NewzVille Exclusive
A parasite that causes malaria when transmitted through a mosquito bite can hide from the body’s immune system, sometimes for years. Researchers at Weill Cornell Medicine have discovered this. It turns out that the parasite, Plasmodium falciparum, can shut down a key set of genes, rendering itself “immunologically invisible.”
“This finding provides another piece of the puzzle as to why malaria has been so difficult to eradicate,” said Francesca Florini, research associate in microbiology and immunology at Weill Cornell Medicine who co-led the study.
As per the data, Malaria infects 300 million to 500 million people yearly, and nearly 600,000 die globally, due to the severe infection.
The preclinical results, published in Nature Biology reveal that in regions where malaria is endemic, asymptomatic adults likely harbor undetectable parasites which mosquitoes may pick up and transfer to the next person they bite.
Professor of microbiology and immunology at Weill Cornell Medicine, Kirk Deistch says,“These findings suggest that we need to consider asymptomatic adults who can carry potentially transmissible parasites – which means eliminating malaria from any geographical region is going to be more complicated than anticipated.”
Once inside the human body, the parasite enters red blood cells to replicate – but it must avoid alerting the immune system or being removed by the spleen, which filters out defective blood cells.

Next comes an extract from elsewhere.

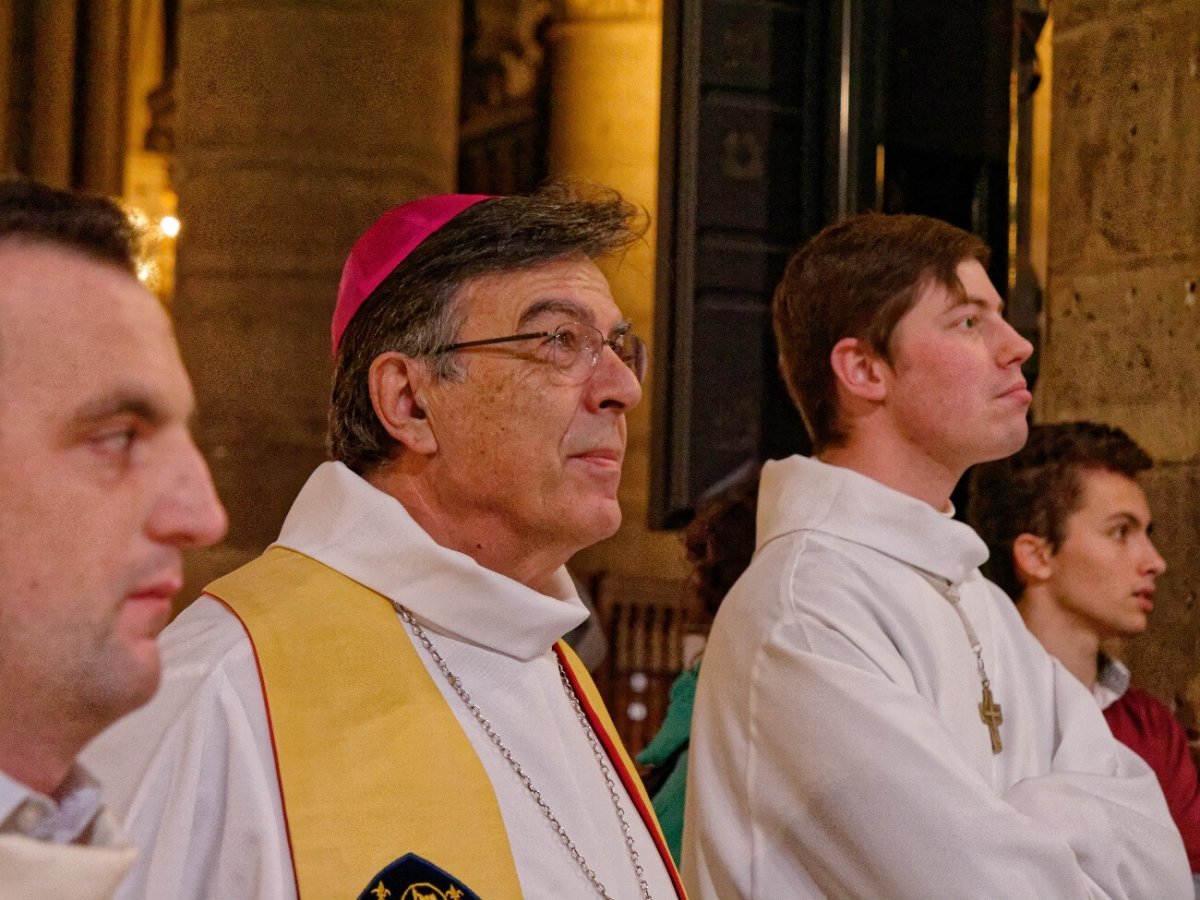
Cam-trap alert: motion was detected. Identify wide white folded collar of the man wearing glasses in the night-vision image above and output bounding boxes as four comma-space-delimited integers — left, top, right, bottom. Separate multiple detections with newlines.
276, 462, 588, 660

Its solution to escaping these potential perils hinges on a suite of about 60 genes called var; each var gene encodes a protein that can insert itself onto the surface of red blood cells.
A chronic malaria infection can persist for a decade or more. Deitsch plans to conduct fieldwork in West Africa to locate these hidden anatomical reservoirs. Finding them – and learning how malaria parasites exploit this newly discovered mechanism for escaping elimination – could provide novel strategies for addressing the problem of chronic malaria infections.